The origin of the word sirloin for that so very popular and tender cut of beef (sirloin can also apply to pork), is one of those cases where the fictional origin is a lot more fun and interesting than the actual one, which is quite literal and quite boring. In fact, I think the story is better than the steak, which is overrated, in my opinion. Tender yes, but not as flavorful as say, a nice New York Strip, which is very tender as well. So let's start with the fictional story, and I'm sorry I've already given away the bad news that it's fictional.

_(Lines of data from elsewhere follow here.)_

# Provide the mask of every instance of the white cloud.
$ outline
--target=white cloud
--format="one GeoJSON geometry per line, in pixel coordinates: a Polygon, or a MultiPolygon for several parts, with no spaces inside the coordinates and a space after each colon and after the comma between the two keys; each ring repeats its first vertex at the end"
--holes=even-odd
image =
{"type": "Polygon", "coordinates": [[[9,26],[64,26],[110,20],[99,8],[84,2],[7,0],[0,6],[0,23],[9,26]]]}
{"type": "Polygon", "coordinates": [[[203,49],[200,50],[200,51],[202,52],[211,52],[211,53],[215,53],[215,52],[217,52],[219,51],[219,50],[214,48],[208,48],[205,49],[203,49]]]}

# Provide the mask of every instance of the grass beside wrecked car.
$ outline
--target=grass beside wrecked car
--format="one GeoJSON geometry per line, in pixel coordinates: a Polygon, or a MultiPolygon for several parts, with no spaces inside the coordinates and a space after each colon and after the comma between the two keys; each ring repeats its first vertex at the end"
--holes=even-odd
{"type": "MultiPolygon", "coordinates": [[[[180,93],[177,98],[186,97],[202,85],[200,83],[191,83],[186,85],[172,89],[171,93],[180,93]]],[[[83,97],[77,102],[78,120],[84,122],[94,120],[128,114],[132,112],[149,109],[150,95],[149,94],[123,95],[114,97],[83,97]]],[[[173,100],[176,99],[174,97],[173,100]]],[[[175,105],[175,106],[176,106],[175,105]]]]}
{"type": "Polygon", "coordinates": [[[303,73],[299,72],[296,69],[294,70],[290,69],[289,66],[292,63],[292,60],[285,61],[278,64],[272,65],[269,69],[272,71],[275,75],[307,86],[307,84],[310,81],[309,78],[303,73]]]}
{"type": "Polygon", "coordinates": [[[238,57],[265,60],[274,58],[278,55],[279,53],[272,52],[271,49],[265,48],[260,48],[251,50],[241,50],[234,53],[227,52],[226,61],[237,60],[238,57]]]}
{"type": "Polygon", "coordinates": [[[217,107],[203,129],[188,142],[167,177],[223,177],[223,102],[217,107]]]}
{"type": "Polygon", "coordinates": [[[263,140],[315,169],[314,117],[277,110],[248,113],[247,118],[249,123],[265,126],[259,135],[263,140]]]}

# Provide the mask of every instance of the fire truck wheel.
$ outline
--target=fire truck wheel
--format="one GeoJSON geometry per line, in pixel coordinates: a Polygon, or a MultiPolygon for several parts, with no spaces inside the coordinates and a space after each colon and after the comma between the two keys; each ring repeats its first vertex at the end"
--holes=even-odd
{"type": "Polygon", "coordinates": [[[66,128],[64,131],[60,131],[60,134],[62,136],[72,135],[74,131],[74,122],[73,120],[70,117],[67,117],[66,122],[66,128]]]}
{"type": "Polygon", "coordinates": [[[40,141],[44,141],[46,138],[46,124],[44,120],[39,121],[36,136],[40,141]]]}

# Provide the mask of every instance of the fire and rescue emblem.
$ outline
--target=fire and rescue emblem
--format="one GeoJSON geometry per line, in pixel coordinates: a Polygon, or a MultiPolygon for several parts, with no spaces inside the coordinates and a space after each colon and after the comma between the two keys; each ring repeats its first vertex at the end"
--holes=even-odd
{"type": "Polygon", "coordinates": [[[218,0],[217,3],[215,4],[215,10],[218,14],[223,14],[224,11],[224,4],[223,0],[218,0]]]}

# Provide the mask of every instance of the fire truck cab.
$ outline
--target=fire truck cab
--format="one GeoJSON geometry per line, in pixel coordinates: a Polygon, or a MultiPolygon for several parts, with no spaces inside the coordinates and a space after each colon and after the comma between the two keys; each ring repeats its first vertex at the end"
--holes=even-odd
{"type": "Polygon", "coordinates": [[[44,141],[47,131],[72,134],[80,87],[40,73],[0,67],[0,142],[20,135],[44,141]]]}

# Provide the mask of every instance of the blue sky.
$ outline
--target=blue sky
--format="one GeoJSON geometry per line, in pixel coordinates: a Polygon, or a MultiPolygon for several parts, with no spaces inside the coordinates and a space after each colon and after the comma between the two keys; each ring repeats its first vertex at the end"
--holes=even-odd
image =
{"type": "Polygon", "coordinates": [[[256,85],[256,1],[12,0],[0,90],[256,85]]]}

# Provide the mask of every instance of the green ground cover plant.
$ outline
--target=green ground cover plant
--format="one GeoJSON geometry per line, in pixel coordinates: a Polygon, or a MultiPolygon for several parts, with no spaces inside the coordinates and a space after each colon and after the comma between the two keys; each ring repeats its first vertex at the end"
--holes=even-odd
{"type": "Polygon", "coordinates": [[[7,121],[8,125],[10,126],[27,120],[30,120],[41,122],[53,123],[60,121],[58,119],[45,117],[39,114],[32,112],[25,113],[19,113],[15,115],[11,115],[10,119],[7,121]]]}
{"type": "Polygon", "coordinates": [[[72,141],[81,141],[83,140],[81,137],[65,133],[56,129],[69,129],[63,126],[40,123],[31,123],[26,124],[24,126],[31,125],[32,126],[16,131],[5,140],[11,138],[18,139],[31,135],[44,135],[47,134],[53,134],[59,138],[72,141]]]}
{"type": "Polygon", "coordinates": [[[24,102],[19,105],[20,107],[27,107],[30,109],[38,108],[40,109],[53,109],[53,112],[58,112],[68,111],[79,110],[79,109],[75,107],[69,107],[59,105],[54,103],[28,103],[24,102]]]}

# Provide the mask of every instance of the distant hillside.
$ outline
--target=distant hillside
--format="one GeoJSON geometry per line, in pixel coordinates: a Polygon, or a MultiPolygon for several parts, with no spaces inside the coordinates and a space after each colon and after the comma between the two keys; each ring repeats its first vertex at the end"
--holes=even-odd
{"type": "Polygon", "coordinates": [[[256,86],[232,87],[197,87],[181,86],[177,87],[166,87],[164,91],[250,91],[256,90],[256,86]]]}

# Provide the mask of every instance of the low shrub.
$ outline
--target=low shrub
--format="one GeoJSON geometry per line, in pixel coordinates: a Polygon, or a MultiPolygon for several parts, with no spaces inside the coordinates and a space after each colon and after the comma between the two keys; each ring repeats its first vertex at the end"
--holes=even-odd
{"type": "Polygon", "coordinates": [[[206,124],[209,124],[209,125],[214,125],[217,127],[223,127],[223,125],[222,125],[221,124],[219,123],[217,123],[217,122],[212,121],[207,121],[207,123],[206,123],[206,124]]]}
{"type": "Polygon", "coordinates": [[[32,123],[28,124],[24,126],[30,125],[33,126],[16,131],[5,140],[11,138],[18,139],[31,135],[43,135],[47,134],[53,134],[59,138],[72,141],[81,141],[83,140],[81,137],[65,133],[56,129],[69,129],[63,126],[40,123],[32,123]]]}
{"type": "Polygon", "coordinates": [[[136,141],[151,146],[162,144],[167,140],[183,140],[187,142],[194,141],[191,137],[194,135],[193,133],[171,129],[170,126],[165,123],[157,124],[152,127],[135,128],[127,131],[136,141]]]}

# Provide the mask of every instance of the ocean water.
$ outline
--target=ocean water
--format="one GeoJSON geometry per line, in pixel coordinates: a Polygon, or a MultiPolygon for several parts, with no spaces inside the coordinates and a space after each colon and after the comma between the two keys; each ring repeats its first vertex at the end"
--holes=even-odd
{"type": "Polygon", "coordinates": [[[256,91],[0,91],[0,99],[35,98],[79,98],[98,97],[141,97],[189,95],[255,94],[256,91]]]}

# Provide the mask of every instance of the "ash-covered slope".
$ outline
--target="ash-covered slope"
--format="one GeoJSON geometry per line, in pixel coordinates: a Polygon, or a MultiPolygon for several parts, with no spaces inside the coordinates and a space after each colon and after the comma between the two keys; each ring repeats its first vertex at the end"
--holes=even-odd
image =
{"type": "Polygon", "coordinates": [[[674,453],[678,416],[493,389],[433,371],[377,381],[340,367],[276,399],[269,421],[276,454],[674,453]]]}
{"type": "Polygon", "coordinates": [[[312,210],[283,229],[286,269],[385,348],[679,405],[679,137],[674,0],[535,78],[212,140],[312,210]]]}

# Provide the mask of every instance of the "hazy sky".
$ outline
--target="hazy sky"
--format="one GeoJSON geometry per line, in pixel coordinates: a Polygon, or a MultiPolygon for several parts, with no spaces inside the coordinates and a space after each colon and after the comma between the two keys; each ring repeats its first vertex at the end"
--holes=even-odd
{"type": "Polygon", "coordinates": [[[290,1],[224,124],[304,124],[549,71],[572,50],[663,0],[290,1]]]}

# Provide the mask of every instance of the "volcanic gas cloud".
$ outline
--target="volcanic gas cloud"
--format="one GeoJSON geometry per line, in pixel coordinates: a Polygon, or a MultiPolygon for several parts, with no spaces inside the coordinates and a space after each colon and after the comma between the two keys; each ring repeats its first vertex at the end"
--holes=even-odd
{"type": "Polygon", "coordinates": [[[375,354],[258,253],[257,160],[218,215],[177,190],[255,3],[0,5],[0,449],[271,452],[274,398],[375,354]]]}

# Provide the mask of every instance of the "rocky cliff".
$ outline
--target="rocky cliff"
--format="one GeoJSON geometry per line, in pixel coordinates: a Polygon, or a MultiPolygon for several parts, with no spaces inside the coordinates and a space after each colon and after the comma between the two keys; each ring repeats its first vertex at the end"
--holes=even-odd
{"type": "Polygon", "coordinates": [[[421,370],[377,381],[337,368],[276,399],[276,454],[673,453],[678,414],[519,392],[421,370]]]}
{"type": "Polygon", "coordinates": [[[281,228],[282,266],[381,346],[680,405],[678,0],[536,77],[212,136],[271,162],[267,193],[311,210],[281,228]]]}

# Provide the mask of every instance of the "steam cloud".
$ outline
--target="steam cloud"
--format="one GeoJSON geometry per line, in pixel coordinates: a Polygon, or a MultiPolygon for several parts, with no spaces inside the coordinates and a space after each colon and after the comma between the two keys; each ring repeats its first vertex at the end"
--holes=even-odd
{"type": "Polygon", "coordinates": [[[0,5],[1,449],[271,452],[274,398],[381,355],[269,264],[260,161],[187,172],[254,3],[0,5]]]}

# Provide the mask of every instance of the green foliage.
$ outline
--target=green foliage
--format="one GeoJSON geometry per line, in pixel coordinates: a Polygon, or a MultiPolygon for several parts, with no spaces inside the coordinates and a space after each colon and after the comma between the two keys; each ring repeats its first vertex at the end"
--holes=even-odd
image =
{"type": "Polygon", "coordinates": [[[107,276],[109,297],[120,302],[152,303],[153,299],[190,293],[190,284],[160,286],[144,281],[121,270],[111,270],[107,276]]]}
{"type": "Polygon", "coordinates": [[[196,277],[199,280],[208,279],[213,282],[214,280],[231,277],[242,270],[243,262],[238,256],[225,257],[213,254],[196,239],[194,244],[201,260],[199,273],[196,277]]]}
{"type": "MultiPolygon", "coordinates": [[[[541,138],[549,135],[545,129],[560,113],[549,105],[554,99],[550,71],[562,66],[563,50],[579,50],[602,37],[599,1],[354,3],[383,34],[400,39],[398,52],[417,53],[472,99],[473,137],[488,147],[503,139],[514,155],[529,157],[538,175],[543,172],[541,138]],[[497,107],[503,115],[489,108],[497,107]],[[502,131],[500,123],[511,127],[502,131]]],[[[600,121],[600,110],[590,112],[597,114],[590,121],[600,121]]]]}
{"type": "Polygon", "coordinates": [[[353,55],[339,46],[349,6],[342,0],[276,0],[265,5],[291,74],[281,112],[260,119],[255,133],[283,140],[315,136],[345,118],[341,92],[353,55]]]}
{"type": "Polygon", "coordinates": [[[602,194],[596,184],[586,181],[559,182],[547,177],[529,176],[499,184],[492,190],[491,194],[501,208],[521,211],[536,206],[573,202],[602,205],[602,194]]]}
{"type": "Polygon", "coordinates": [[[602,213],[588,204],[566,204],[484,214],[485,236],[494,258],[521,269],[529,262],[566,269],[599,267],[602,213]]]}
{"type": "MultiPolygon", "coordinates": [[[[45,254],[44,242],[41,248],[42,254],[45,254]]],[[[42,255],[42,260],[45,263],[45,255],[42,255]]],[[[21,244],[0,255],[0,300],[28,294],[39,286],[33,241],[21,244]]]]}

The story concerns one King Charles II of England, who lived in Friday Hall, at Chingford. King Charles went out hunting in the Epping Forest…wait, this is interesting as well. Did you know that a "forest" was actually a word that referred specifically to royal hunting grounds that surrounded the jurisdiction of a kingdom? We tend to think of a forest as a big, ancient, primaeval thing. The large scale version of the woods, that is, a woodland. But forests didn't originally signify a woodland, necessarily. The forest could have tree cover, but also pastures, farm land, moorland, etc. These designated grounds are said to have had their own legal system. So, you see, when Robin Hood and his Merry Men were hiding out in Sherwood Forest, they weren't just hiding in the woods, they were hiding in the royal stomping grounds.


US cuts of beef diagram

US cuts of beef. Sirloin in bright green and top sirloin,
in pink, both of which are overrated compared to cuts from
the short loin.

US cuts of beef diagram

US cuts of beef. Sirloin in bright green and top sirloin,
in pink, both of which are overrated compared to cuts from
the short loin.



So, back to the story. King Charles was hunting in his forest, and he worked up a huge appetite. Upon returning back to Friday Hall, he found a huge loin of beef on the table, fresh out of the oven, with inviting rivulets of steam wafting from it. He was mighty pleased, being so famished, and exclaimed, "A noble joint! By St George, it shall have a title!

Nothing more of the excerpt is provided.